Iklan

Rabu, 19 Agustus 2020, 08.17.00 WIB
Last Updated 2020-12-11T06:50:16Z
Lenggeran

Ainul Khurri?



 Ainul Khurri?

“La syaia atsmanu minal khurriyah..” tiada sesuatu yang lebih berharga daripada kemerdekaan. Tutur lik Slamet menirukan ngendikan Yainya di serambi Langgar wetan.

Mendengar lik Slamet memantik terkait kemerdekaan, kang Iman yang sedang duduk santai bersama kang Jumal merasa tertarik dan langsung menyambung terkait ainul hurri, mata pandang kemerdekaan, sebuah mata pandang kecerdasan yang luar biasa ke sejatinya kemerdekaan.

“Wah, sampeyan membahas kemerdekaan, saya jadi punya cerita menarik terkait seputar “pandangan kemerdekaan” sekaligus upaya untuk menatap sekaligus “menemukan kemerdekaan” secara genuine. Orisinal dan paling aneh untuk mencari bentuk, terutama laku orang per orang di era medsos ini.”

“Dimana momentum kemerdekaan dengan segala tafsir dan laku empirisme, selalu punya tempat tersendiri bagi orang Indonesia. Di mana pada batas-batas tertentu, manusia merdeka itu sangat sulit ditempuh. Sebab, harus menjalani aliran dan getaran sekaligus. Menyeimbangkan antara “getaran yang mengalir dan aliran yang bergetar”.

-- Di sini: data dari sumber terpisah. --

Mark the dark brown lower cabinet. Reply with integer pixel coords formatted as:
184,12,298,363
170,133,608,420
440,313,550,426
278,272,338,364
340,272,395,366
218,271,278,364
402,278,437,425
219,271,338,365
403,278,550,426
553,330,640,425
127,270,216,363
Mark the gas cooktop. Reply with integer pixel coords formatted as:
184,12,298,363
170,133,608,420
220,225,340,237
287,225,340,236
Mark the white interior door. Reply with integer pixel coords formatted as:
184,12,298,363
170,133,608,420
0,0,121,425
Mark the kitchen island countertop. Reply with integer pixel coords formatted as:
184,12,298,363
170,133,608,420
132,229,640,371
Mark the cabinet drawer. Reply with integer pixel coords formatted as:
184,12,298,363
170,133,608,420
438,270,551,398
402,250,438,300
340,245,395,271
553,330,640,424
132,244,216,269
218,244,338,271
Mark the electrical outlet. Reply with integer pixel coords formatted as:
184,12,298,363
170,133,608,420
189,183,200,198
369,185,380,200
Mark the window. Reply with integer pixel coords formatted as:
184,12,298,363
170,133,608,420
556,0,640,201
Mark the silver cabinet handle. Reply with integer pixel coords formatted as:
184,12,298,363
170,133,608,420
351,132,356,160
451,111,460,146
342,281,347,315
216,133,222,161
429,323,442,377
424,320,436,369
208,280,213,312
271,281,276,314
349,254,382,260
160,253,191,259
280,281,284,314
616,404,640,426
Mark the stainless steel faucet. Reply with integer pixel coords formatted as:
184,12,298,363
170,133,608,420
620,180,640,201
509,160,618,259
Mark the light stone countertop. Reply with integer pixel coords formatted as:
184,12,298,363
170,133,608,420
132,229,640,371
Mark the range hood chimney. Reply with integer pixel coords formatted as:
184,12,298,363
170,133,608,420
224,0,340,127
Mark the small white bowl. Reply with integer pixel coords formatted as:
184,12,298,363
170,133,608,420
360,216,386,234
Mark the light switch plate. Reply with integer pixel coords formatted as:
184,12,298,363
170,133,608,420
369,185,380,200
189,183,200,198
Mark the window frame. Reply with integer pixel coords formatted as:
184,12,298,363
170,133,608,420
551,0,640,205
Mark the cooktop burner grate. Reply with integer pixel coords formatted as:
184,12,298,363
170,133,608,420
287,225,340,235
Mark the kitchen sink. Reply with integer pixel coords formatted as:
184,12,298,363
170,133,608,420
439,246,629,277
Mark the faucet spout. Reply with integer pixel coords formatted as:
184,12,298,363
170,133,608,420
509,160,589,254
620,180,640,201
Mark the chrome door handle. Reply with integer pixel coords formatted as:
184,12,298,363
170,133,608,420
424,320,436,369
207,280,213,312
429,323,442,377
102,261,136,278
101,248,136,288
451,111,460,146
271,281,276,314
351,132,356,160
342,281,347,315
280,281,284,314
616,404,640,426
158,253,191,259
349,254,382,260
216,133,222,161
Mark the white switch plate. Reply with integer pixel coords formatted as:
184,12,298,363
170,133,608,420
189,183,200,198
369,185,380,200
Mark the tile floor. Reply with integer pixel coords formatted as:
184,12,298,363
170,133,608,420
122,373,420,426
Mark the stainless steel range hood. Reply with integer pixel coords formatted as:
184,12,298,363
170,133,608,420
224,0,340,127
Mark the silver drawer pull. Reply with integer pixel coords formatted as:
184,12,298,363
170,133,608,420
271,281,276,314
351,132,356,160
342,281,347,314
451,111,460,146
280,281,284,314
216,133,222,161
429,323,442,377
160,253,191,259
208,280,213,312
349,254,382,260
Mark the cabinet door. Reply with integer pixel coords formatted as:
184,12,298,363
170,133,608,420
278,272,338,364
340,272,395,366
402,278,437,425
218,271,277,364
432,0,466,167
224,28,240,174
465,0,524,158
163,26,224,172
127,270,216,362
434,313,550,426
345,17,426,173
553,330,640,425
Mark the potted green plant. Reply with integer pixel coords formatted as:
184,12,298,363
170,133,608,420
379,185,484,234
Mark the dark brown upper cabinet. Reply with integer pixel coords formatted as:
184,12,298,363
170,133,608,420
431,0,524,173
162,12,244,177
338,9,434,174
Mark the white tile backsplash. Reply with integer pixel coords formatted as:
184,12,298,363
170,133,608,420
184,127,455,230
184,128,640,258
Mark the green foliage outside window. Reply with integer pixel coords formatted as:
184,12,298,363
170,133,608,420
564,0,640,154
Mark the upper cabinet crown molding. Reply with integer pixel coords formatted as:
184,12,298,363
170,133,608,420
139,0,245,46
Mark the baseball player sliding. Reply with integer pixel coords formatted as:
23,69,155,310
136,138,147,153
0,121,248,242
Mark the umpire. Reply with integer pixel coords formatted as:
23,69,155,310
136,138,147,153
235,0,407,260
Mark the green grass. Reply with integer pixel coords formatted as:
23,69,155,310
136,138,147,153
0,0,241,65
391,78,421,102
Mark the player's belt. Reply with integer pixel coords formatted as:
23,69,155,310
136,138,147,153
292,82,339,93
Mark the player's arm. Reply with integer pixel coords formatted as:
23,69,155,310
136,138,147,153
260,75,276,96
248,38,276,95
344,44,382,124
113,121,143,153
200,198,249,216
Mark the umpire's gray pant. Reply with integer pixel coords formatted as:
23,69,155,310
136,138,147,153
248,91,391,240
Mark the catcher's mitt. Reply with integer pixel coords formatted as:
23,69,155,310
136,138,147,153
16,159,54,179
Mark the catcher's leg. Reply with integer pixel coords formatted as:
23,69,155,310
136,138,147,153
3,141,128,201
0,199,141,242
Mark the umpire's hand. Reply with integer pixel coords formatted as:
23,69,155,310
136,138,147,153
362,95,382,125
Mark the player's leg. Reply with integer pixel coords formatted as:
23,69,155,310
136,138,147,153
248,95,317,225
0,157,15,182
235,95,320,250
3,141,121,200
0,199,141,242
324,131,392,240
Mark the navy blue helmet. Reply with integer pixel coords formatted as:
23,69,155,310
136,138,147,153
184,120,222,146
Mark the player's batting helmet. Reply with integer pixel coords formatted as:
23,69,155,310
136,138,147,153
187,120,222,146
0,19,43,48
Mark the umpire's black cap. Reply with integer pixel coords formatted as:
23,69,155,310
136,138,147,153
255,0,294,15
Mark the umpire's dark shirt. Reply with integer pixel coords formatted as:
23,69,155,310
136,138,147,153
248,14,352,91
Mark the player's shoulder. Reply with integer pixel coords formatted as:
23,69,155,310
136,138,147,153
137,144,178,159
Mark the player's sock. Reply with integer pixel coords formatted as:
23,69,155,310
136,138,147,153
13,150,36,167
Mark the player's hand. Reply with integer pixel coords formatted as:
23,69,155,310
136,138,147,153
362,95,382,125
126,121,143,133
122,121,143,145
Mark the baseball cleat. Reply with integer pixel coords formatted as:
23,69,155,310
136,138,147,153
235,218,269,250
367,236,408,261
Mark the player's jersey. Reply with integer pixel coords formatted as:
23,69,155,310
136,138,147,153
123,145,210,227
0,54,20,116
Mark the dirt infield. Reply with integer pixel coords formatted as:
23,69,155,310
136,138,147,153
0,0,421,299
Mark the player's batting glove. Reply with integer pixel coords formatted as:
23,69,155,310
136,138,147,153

“Ketika memberi metode dan agar berada pada koordinat yang tepat dalam menjalankan tugas sebagai khalifah di atas bumi sekaligus patuh pada takdir menjadi hamba Allah. Syukur-syukur bisa “mencintai Allah dan Allah mencintai kita.” Tandas kang Iman menambahi.

Atau bahasa sederhananya bertabur cinta Allah baik sebagai pribadi maupun sebagai jamaah. Sebagai metode agar masuk dalam golongan pengganti, generasi baru yang muncul akibat banyaknya umat Islam yang berbuat rid’ah setelah beriman atau murtad. Sudah jadi ketentuan Allah kalau ada yang “man yartadda minkum” berganti menjadi “yuhibbuhum wa yuhibbunahu“.

“Hiya memang seperti itu kang, Makna kemerdekaan pada jenjang kehidupan bangsa dan pada jenjang individu, khususnya kemerdekaan berpikir dan kehidupan anak-anak yang kelak di kemudian hari menjadi masyarakat, sepertinya terabaikan. Masa depan sang republik bergantung pada kemerdekaan anak-anak untuk berpikir. Kemerdekaan ini sekarang semakin mendesak untuk dirasakan dan dinikmati tiap anak melalui wujud lingkungan belajar.” Kang Jumal ikut berembug.

“Kelas dengan lingkungan merdeka menyuburkan hasrat anak bertanya, meragui, menggagas, berpikir, dan berpendapat. Lingkungan seperti ini justru sesungguhnya ukuran mutu pendidikan. Sekarang dibutuhkan strategi agar lingkungan merdeka dapat terwujud di pengajaran—bukan sebaliknya “merdeka” mewujud menjadi “penjara” bagi anak-anak kita.

Nah lalu bagaimana mutu kehidupan masyarakat kelak di kemudian hari? Lik Slamet lanjut bertanya.

“Hmmm.. nah kalau itu mbuh.. heuheu.. dahlah, mari pulang lik kita sambung di angkringan saja terkait ‘ainul hurri atau mata pandang kemerdekaan.” Tandas kang Iman singkat.